There is a need to prioritise healthcare workers for vaccination and monitor Ebola survivors for signs of a flare-up, he added.
Keita said a broader definition of “Ebola survivor” is now needed, beyond those who battled through symptoms.
Even asymptomatic individuals “could be the starting point” for an outbreak, he warned.
“We need a real, long-term follow-up protocol… so we can catch resurgence in previously infected people in time.”
He cautioned though that follow-up must be done cautiously to avoid ostracisation of survivors, a point echoed by Trudie Lang, director of Oxford University’s Global Health Network.
“These people are considered heroes by some for surviving,” she said.
“Yet (they) could also be stigmatised and excluded if there is a fear of these individuals presenting a risk.”
Lang, who was not involved in the study, said it offered “impressive new findings”.

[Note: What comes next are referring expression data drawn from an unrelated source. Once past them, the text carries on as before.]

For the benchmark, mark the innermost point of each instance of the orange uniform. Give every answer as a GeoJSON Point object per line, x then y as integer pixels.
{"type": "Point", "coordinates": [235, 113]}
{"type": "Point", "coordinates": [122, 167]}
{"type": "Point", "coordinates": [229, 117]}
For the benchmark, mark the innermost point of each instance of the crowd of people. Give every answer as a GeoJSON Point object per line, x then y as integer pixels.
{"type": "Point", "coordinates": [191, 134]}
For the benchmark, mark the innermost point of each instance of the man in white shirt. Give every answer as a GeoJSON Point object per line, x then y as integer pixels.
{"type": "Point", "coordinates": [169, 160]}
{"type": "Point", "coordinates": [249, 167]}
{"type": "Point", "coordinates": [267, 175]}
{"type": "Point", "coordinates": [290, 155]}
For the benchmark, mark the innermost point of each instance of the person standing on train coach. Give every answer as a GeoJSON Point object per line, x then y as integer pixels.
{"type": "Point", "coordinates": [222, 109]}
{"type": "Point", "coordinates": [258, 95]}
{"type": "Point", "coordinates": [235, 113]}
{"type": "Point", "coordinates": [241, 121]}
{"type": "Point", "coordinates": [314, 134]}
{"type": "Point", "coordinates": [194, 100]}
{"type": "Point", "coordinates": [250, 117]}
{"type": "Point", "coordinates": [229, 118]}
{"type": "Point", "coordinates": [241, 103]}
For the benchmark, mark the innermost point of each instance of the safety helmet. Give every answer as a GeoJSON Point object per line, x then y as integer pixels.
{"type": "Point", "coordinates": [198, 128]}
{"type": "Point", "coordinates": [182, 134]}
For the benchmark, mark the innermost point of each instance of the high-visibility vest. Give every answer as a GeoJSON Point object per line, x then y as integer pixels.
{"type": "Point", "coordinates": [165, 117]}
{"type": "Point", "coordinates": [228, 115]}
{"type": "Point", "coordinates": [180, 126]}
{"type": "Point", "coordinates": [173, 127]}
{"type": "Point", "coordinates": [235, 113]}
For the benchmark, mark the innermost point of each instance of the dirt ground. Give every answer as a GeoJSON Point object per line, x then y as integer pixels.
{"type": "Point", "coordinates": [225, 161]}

The study illustrates “what we still do not understand, but really need to learn, if we are to tackle these dangerous threats,” she added.
Going forward, Keita wants to see work on what causes viral resurgence and research on eradicating Ebola reservoirs in survivors.
“We have to consider Ebola as a global problem,” he said.
“Each individual exposed to the virus who had a strong serological (antibody) response could be the starting point for a new resurgence.”